Below was sent to “elite” (read “drunken”) members of yelp. This is INCREDIBLY exciting. This will legitimize yelp, and I have to say this is the most important development in the last couple months in social media. This is huge, exciting, and I am very happy to explore this with my hotels. What a PHENOMENAL tool.
———–from yelp————
As a member of the Elite Squad, I wanted you to be among the first to know about a new feature that is rolling out in about a week or so. It’s called Business Owner Comments, and as the name suggests, it will allow a business owner to write a public Comment after any given review. Comments will be the latest addition to the free Business Owner’s Account that any business owner can sign up for, and that lets them add Photos, post Special Offers and create an ‘About This Business’ section (for more info, read up *here*). As a reviewer, you’ll be emailed each time you receive a new Comment, just like when you get a Compliment.
The goal is for all Comments to be pleasant and useful. For example, if you wrote a glowing 5-star review some months ago about your favorite pub, in which you mention drinking Harp because they didn’t carry Guinness… both you and other readers would probably be happy to see a new Comment saying, “Just got our Guinness tap last week. Hope to see you soon!” Here are a couple other example Comments.
Comments will NOT be a forum for a business owner to disparage a reviewer. As you’ve probably seen with Private Messages, most business owners are actually appreciative of honest and constructive opinions, and realize that being rude to customers is — both on and off Yelp — bad for business. But for those few ill-mannered folks out there, we have come up with some fairly strict Comment Guidelines — and our customer service team will remove violating posts.
Interesting. Did you know? If “I”/someone who has reviews removed, and “thinks” they are back up because THEY see them? Try logging out of your account, log onto one of the biz’s you reviewed, and guess what? Not there. Hmmmmm…interesting…
oops,sorry, meant to post this on your April 13th blog.
This is a very important element of any social review site. It’s hard to believe they didn’t offer it earlier.
As for the yelp allowing comments… it is interesting to me. They have seemed either very resist to change, too busy with marketing for site change, or something else. I think there is a lot of pressure with the success of the site, networking effect (in the bay area at least, even though it is now in the UK..) to actually make it profitable. I am not sure if they are simply trying to figure out how to monetize the thing, but you can’t monetize a social media site based off of trustworthy reviews. At least not in the way they are doing it, charging businesses for enhanced listings, etc. The idea of adding code or programming a site that doesn’t immediately create money might be last on their to-do list.
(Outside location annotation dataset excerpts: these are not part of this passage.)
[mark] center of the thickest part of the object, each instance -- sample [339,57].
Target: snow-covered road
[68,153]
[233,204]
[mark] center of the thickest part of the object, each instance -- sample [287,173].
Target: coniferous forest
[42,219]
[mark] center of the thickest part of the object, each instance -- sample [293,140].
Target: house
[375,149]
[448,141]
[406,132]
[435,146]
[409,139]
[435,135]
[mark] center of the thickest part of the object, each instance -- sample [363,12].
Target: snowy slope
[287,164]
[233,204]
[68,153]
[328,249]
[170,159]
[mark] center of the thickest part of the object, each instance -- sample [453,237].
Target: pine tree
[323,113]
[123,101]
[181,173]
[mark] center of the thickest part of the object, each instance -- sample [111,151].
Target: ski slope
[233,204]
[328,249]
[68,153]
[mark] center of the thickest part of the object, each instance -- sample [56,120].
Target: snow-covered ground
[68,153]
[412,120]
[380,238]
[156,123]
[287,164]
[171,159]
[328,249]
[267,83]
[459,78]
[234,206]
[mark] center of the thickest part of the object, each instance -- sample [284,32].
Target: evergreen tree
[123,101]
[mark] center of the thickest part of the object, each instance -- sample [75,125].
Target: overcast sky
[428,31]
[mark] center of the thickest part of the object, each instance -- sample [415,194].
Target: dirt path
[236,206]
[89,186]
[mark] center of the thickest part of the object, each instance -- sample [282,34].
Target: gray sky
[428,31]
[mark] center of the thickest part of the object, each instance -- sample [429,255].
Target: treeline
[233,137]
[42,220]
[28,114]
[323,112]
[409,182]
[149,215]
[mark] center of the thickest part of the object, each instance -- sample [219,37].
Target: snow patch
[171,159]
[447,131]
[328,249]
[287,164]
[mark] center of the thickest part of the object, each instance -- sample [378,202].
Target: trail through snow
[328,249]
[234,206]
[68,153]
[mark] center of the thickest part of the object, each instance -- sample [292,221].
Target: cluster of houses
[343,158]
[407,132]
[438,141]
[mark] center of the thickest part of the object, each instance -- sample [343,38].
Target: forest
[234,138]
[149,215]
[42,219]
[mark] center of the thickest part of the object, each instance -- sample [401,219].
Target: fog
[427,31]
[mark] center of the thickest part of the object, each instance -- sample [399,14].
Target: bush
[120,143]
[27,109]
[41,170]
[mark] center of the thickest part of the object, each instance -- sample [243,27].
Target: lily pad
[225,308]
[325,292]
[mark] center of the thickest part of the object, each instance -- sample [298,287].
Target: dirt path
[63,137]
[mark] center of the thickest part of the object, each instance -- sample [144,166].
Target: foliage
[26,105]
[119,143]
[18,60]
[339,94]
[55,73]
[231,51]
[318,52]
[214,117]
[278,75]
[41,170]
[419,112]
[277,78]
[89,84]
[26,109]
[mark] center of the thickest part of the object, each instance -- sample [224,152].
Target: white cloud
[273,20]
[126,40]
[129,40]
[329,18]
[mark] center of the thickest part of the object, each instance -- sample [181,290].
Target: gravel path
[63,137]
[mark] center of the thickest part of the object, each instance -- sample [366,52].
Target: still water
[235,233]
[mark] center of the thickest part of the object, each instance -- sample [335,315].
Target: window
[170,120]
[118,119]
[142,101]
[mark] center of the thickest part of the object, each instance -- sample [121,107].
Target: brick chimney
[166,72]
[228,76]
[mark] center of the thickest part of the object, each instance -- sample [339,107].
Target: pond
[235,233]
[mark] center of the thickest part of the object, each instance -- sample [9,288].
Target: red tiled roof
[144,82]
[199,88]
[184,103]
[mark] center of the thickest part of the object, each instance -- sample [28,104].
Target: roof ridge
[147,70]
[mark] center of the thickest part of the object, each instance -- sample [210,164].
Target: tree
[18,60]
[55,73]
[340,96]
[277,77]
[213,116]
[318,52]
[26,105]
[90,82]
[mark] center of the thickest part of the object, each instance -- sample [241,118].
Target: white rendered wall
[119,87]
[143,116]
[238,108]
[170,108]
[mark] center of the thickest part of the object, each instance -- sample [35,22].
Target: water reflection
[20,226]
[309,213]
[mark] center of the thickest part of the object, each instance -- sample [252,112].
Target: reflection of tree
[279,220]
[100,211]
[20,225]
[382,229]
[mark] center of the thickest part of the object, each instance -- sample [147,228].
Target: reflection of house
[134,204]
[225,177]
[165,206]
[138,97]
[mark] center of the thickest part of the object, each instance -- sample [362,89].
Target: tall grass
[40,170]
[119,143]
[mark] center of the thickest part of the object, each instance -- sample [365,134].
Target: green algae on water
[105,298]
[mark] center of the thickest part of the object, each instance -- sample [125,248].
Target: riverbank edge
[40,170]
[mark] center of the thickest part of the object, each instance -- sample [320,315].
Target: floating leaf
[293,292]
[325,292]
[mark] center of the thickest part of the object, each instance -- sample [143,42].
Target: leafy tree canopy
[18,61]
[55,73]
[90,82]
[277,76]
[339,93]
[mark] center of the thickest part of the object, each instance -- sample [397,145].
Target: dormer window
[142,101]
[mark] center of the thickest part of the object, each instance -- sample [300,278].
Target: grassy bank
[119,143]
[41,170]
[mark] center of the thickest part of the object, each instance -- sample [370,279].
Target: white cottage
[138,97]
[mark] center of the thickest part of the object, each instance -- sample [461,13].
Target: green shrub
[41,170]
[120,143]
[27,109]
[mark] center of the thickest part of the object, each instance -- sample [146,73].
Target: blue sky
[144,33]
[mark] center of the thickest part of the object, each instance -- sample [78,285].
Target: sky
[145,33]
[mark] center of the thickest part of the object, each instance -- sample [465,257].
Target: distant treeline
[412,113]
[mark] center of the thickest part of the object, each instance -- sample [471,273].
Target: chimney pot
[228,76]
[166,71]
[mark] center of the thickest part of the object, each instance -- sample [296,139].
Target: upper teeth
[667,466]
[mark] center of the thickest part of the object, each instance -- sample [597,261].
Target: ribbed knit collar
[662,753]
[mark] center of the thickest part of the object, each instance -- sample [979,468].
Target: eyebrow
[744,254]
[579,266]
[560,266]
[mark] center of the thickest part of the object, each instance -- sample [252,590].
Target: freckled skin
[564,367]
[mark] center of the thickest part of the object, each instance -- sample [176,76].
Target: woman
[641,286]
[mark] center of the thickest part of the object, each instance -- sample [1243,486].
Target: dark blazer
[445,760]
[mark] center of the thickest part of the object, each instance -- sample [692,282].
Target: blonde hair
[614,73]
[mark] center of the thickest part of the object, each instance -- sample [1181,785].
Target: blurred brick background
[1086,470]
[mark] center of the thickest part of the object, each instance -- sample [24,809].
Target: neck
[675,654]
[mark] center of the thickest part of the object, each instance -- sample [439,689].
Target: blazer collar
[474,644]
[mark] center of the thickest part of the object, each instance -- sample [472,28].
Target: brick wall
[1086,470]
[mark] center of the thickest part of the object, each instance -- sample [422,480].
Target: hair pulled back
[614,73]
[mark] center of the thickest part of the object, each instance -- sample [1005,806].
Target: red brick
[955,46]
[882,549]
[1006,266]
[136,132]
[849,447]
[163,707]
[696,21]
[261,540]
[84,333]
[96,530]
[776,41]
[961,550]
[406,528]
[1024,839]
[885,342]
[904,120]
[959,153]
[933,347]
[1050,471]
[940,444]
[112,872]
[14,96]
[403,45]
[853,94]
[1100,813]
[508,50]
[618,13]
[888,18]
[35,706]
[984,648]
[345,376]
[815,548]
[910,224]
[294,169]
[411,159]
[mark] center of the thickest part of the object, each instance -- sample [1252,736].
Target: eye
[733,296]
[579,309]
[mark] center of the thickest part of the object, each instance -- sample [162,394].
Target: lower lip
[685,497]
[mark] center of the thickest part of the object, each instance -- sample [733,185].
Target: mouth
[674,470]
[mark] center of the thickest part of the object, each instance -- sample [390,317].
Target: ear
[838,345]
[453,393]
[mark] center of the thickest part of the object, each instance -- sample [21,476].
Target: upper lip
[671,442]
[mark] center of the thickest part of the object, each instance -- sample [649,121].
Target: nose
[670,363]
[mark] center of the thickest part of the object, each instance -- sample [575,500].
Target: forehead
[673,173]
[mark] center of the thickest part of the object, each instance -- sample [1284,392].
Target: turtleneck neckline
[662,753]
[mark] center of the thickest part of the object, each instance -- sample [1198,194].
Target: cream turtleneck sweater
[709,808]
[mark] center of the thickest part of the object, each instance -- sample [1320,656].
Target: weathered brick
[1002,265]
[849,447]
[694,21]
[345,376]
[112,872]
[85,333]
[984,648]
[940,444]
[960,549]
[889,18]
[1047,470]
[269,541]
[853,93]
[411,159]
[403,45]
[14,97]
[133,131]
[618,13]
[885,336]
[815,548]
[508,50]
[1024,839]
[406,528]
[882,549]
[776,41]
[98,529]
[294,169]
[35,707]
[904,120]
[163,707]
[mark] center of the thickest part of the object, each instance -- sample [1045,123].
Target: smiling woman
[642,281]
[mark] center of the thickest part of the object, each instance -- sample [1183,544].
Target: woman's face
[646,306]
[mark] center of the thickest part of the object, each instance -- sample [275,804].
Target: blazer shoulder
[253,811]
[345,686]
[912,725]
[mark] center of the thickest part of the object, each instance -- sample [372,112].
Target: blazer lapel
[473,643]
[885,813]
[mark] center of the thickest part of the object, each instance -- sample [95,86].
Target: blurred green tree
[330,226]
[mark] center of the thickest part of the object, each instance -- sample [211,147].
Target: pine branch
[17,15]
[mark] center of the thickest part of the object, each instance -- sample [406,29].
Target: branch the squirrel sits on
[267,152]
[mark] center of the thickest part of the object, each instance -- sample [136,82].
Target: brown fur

Regardless of those idiosyncrasies, I *really* like these public responses for the hotel…(This is why social media is a long term thing to get to ROI). You have to reply to every review right?
I try to craft the management responses to the future-guest looking at the online reviewer and owner exchange – just as much, if not more, than the actual reviewer. I address the review directly, with enthusiasm.
I attempt (IE Probably Fail) to be deferential, accountable, professional, but fun and quirky (it’s a tight rope to walk yeah?). For one thing the latter part really diffuses the reviewer/previous guest and sort of disarms any argument. There might be a problem that still exists, but no further argument. From there you attempt to resolve the problem.
Second, it really takes the steam out of any sort of negative public argument. There is nothing worse than a business looking defensive or ignorant. A bad review is damaging to some extent, but reacting badly is suicide.
Frankly, negative reviewers can even end up a boon, as most line managers have experienced at one time or another at a property. Your worst critic becoming your biggest fan? I have seen it happen a lot simply because you validate them and follow through to the end of the problem. Often, negative reviewers, or at least a vast majority of them, are simply grumpy people, and they just dislike everything. It isn’t just your property, I promise. Albeit grumpy, I think they are really just trying to inform the management of their bad experience (for better or worse, honest or not). When management truly responds, the reviewer sees a (pardon the buzz words) transparent and earnest human reacting along with their negative stay. Just by being honest and myself, I have gotten reviews taken down, altered, updated on both TA and Yelp. In that, these grumps just want someone to agree with them and hug them a bit. =)
The end result is that damned ROI people keep yammering about… and the fact that I get a lot of interest and bookings from the tripadvisor management postings… someone sees how I am reacting to guests and they really like the style. It is incredibly effective, and I think it does more for your brand image and ability to really convert conversation into bookings (C.I.B. – yes I just made that up) than a cold call or print ad impression. Just my two cents. Thanks for the comment… one little thing will make my brain go off the deep end rambling. I am so bad like that. Haha… cheers!